The current discussion about greed often refers to a weak point of the system; that is the gap between rich and poor people has widened. This is unproblematic, as long as poor people profit too, as can be seen in emerging economies where protest usually does not focus on the widening gap between rich and poor. But in the U.S. the income of the lower part of society has stagnated over decades, whereas the rich have become much richer. This causes a problem of justification that has to be addressed now. I don’t think that this requires a fundamental change of the market economy – but history shows that capitalism works better when the income gap is smaller than it is today.
Is it realistic to imagine that this problem will be tackled by the new U.S. administration?
Amazingly, there was little discussion of poverty during the presidential campaign.

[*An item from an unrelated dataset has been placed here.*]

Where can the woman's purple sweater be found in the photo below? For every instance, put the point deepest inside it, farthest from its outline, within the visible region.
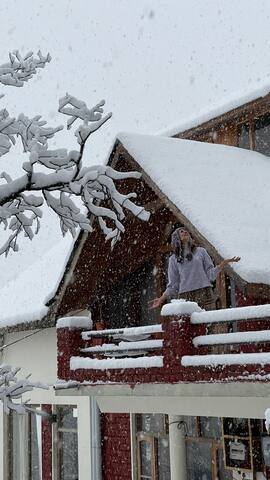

John Edwards was the only one who raised it, but he fell out of the race early. The dominant topic was the decline of the middle class. But poverty will become an issue because President Obama faces huge budgetary problems. The financial crisis is only a part of this problem; the U.S. also has huge expenses for the wars in Iraq and Afghanistan. The American political system has difficulty dealing with such issues. It is constructed in such a way that the government finds it hard to take focused and sustainable action. Every two years, a portion of Congress is re-elected – a very short time span, given the unpopular decisions that have to be made.
What should be done, in your opinion?
The United States has to realize that it is in a phase of imperial decline. I was raised in Great Britain and saw how the Empire lost its colonies and, with it, much of its self-conception. One of the first things that declining empires usually do is reduce their military spending. Most Americans don’t have the slightest idea how much their country spends on the military compared to the rest of the world. For example, we have military bases in many countries, whereas other states have collaboration agreements for the same purpose. In addition, the U.S. military policy that the country should be able to fight two wars at the same time will in future not be fundable. But can a U.S. president say this to his people?
Is the economic rescue package overcharging the U.S.?
We do see signs of such an overload. I’m not primarily thinking about the financial burden but about the fact that the government is currently owner of many banks and the largest insurance company. Usually, such “takeovers” are prepared by large teams – but does the Treasury have these people? I don’t believe so. I’m astonished at how the Treasury has been able to deal with these issues so far. In fact, the Treasury is now the most powerful ministry in the U.S. instead of the Department of Defence. This reflects the future reallocation of power in the U.S.